“The body is significant, because unlike our mind, the body is always in the present. It does not have our mind’s ability to be in the past or future, and when we are really fortunate, to be here in the present. It does not get distracted. Despite all of this, the body can still be confused. When I say confused, I mean that experiences of trauma can disrupt how our bodies can be in tune with the things happening around us. Trauma disrupts the body’s equilibrium. For example, have you ever been in a conversation with someone, and you realize that for a while you both have been talking about different things, and then one of you goes, “Wait, what are you talking about?!” Or have you ever heard thunder and wind blowing outside, and it never ends up raining? This is how the body may respond to trauma: by expressing sensations that are responding to or pointing toward something we don’t understand.
As someone descended from slaves, I acknowledge that my disembodiment is largely an expression of transhistorical trauma originating with my ancestors’ initial emotional injury of being kidnapped, enduring the brutality of the Middle Passage, and landing in this country to be enslaved and further brutalized by systematic racism for centuries. Slavery disrupted my ancestors’ right to their bodies, while physical and emotional violence took root in both the mind and the body as trauma that kept us from reclaiming an awareness of our bodies. So many Black folks today are walking around haunting themselves by occupying a psychic distance outside of their bodies because racial trauma has made their bodies unsafe for them to occupy.

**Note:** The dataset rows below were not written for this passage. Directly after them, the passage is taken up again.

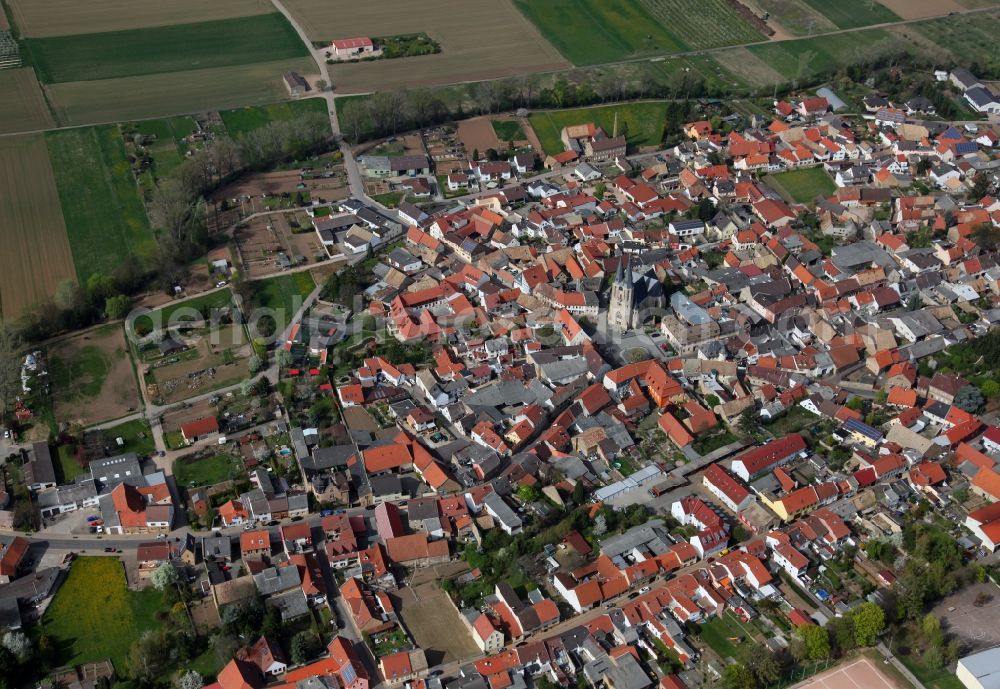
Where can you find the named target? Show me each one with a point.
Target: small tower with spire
(622, 307)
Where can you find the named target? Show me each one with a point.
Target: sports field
(160, 95)
(642, 123)
(242, 120)
(856, 674)
(158, 50)
(22, 106)
(37, 18)
(104, 215)
(36, 254)
(803, 186)
(850, 14)
(480, 39)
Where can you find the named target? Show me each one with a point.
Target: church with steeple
(633, 293)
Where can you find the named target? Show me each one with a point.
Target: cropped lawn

The body tells the truth regardless of if we can speak its language or not. My body tells the truth of transhistorical trauma, most often experienced as a distrust of my body as well as a belief that I do not have a right to my body. Often my practice has focused on trying to meet my body where it is, instead of constantly trying to get it to meet me where I am. Meeting my body where it is has meant meeting it at a woundedness that I inherited and that has been exacerbated by a disembodiment that I am just learning how to address."